Maputo — The Mozambican government has no intention of reinstating military tribunals or court martials in time of peace, Justice Minister Joaquim Verissimo assured the country's parliament, the Assembly of the Republic, on Thursday.
Verissimo was introducing a government bill amending a 1997 law on defence policy and the armed forces, one article of which deals with military justice and discipline.
Deputies from the main opposition party, the former rebel movement Renamo, on the Assembly's Defence and Public Order Commission, claimed that "the existence of military justice is synonymous with the creation of military tribunals to reintroduce the death penalty for soldiers".
In the short debate on the law, one Renamo deputy, Vasco Manuel, went further and claimed that the bill would legalise death squads, and allow the armed forces to be used for ballot box stuffing during elections.
The text of the bill simply states that "the specific requirements applicable to the armed forces in matters of justice and discipline are regulated in the Code on Military Justice and the Regulations on Military Discipline, which are approved by law and by a government decree respectively".
"Subordination to military discipline", it continues, "is based on compliance with the laws and regulations, and on obedience to the hierarchically superior levels".
A further paragraph in the same article grants soldiers the right to receive free legal assistance from the state to defend their rights and their good name.
There is not a word about military tribunals, much less the death penalty. Since capital punishment is outlawed by the Mozambican constitution, a constitutional amendment would be needed to reintroduce it.
Verissimo stressed that the concept of military justice is much broader than simply holding court martials. Legal and disciplinary matters concerning soldiers "happen all the time", he said.
As for military tribunals, these are not permitted under the Constitution.
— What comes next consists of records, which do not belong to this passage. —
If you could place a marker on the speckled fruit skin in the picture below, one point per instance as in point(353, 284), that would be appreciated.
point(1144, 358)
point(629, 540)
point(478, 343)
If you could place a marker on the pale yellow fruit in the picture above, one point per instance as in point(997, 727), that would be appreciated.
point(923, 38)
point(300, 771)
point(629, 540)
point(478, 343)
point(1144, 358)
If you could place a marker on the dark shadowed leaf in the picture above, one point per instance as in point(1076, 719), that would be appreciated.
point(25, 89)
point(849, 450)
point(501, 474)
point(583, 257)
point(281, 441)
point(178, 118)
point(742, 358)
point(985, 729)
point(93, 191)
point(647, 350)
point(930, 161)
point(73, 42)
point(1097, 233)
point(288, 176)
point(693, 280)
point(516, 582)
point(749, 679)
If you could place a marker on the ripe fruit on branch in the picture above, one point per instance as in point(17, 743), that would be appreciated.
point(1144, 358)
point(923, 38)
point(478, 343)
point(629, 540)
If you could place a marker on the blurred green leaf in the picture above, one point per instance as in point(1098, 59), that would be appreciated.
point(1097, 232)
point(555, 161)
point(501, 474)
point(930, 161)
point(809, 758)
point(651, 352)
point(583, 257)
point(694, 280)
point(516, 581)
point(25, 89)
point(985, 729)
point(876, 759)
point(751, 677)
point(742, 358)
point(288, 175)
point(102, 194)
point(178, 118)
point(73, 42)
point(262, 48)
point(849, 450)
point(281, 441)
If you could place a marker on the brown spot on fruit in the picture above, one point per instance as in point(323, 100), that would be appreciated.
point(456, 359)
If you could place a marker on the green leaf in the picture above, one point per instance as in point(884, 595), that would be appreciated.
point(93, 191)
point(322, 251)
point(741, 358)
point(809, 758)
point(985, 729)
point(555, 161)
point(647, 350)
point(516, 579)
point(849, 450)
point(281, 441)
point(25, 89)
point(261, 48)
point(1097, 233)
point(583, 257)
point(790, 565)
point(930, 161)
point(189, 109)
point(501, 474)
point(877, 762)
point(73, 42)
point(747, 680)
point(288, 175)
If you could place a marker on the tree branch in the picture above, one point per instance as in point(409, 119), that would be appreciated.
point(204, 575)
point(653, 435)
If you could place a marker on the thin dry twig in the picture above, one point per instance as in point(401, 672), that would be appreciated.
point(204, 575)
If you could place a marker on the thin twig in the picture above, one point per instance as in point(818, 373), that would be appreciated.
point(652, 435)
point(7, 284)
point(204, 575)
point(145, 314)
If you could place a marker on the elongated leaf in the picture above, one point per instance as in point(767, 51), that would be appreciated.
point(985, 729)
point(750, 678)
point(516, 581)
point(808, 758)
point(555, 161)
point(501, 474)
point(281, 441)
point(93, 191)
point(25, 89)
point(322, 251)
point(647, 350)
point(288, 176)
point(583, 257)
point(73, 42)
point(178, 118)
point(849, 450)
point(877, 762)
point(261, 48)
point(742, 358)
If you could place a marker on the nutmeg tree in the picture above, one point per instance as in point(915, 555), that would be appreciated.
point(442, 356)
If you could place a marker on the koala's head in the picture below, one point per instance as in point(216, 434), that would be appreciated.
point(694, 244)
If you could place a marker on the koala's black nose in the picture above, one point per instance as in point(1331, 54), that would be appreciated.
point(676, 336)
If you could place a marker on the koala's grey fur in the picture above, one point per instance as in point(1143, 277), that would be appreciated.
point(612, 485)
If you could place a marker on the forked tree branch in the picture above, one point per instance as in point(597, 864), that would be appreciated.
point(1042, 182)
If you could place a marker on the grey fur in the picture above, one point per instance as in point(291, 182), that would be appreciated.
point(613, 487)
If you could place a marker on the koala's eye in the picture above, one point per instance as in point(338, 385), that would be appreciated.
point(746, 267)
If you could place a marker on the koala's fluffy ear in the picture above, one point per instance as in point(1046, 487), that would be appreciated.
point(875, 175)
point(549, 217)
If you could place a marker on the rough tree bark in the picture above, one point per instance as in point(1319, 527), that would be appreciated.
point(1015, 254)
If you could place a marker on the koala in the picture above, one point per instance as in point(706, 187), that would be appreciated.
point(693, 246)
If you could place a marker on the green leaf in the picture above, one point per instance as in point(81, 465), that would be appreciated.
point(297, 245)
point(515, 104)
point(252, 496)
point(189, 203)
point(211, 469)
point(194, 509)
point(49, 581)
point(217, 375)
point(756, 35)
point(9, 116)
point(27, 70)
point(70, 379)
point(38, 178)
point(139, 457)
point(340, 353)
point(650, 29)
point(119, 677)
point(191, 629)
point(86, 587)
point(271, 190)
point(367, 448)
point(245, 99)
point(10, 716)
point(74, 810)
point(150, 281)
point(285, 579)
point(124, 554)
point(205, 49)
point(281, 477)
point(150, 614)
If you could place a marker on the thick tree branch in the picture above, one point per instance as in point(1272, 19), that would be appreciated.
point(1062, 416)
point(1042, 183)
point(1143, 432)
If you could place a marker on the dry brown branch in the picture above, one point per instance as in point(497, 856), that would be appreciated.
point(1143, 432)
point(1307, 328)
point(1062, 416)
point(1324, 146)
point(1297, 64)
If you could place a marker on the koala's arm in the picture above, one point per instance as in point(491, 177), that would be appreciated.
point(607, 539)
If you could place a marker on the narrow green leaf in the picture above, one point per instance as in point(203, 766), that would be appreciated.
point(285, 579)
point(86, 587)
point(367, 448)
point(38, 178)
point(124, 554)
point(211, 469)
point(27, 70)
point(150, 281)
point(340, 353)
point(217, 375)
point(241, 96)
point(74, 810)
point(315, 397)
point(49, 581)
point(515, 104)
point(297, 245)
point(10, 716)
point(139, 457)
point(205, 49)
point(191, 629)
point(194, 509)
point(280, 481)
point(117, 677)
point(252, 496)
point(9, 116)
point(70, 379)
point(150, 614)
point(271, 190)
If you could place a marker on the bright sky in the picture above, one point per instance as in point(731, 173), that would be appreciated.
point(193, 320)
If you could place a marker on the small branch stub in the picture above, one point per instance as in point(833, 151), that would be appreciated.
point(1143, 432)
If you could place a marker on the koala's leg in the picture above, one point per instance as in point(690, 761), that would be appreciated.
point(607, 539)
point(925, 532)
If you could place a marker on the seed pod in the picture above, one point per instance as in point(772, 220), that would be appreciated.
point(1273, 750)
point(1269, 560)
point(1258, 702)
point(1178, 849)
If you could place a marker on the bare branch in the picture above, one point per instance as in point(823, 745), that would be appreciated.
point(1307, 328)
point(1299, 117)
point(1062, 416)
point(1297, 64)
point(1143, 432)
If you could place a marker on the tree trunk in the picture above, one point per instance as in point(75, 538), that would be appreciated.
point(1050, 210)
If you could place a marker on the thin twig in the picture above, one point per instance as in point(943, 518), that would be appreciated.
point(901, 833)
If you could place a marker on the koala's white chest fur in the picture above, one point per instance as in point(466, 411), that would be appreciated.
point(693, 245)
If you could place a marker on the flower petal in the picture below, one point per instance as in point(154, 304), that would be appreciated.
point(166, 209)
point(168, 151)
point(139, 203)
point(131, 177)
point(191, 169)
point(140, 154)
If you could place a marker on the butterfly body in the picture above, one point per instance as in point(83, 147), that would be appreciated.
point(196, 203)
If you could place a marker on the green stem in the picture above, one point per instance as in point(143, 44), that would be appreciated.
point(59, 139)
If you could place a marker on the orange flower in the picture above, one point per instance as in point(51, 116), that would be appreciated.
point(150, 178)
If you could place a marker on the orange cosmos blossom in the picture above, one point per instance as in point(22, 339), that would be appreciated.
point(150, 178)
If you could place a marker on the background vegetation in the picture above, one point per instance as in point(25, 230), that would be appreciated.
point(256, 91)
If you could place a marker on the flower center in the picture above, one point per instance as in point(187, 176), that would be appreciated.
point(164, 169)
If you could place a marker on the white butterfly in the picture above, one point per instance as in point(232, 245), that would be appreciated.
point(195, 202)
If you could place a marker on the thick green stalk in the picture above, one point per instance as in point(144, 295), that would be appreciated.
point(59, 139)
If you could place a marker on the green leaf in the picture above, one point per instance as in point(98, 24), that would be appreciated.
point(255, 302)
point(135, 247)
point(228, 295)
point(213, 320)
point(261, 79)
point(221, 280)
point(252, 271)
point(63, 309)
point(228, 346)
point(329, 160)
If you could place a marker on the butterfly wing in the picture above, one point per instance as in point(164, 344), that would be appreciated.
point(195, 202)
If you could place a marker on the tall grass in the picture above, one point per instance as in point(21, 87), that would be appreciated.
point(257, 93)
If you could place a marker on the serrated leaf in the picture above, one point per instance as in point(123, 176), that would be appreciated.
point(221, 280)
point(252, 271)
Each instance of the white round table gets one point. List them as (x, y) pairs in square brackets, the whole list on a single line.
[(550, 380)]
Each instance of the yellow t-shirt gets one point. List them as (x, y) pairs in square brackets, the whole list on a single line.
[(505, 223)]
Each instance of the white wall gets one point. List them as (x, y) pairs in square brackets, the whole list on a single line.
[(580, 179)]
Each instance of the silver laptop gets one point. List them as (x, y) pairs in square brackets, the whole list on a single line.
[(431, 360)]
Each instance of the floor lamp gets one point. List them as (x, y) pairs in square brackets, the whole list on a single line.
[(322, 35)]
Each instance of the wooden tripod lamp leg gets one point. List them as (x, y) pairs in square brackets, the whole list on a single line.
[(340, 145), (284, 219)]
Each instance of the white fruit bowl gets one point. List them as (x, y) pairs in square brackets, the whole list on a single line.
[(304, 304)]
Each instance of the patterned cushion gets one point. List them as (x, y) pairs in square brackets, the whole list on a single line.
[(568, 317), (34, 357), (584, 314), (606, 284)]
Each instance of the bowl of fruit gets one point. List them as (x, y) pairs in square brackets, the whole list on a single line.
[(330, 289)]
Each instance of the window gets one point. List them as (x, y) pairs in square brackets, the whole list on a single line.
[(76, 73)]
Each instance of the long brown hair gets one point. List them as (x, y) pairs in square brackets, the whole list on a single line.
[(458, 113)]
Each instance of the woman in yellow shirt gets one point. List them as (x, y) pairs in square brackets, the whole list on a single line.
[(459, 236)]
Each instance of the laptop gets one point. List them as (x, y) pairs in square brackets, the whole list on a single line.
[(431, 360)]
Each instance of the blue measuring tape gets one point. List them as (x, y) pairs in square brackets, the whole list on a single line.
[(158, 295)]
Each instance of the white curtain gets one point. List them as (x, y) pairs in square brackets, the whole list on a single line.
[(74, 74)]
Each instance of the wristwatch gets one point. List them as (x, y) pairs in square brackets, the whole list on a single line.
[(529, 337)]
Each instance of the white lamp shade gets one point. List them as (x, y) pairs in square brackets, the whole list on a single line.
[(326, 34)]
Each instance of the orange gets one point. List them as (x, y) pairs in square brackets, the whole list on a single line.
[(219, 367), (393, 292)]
The Constitution lists the types of court that may exist in Mozambique, and these do not include military courts. Verissimo reminded the deputies that, under a law passed by the Assembly in 2009, in times of peace, military crimes are brought to trial in the ordinary civilian courts.
As for Renamo's claim that, under the government bill, troops can be used against the civilian population, Verissimo said the armed forces may only be used in internal security in cases when the police are unable to handle the situation.
The armed forces can be used internally when a State of Siege or a State of Emergency is declared. But never in Mozambican history, even at the height of the South African apartheid regime's aggression against Mozambique, has a State of Siege or State of Emergency been declared.
The main innovations in the bill are the creation of a "national maritime authority system" and a "national aeronautical authority", which will be established under separate laws to regulate military use of Mozambican waters and airspace. These should not affect civilian shipping or aviation.
The bill passed its first reading with 137 Frelimo deputies voting in favour and 47 Renamo deputies voting against.
The 13 deputies of the Mozambique Democratic Movement (MDM) abstained, mainly in protest against their exclusion from the Defence and Public Order Commission.
The MDM's seat on the Commission is occupied by Geraldo Carvalho who has defected from the MDM to Renamo. The MDM has been trying for months to have Carvalho expelled from the Assembly, since the Assembly's standing orders do not allow a deputy elected on the ticket of one party to switch allegiance to another.
But the Assembly's governing board, its Standing Commission, has failed to take any measure against Carvalho, even though he campaigned openly for Renamo during last year's municipal elections, and is now a Renamo candidate for the 15 October parliamentary elections.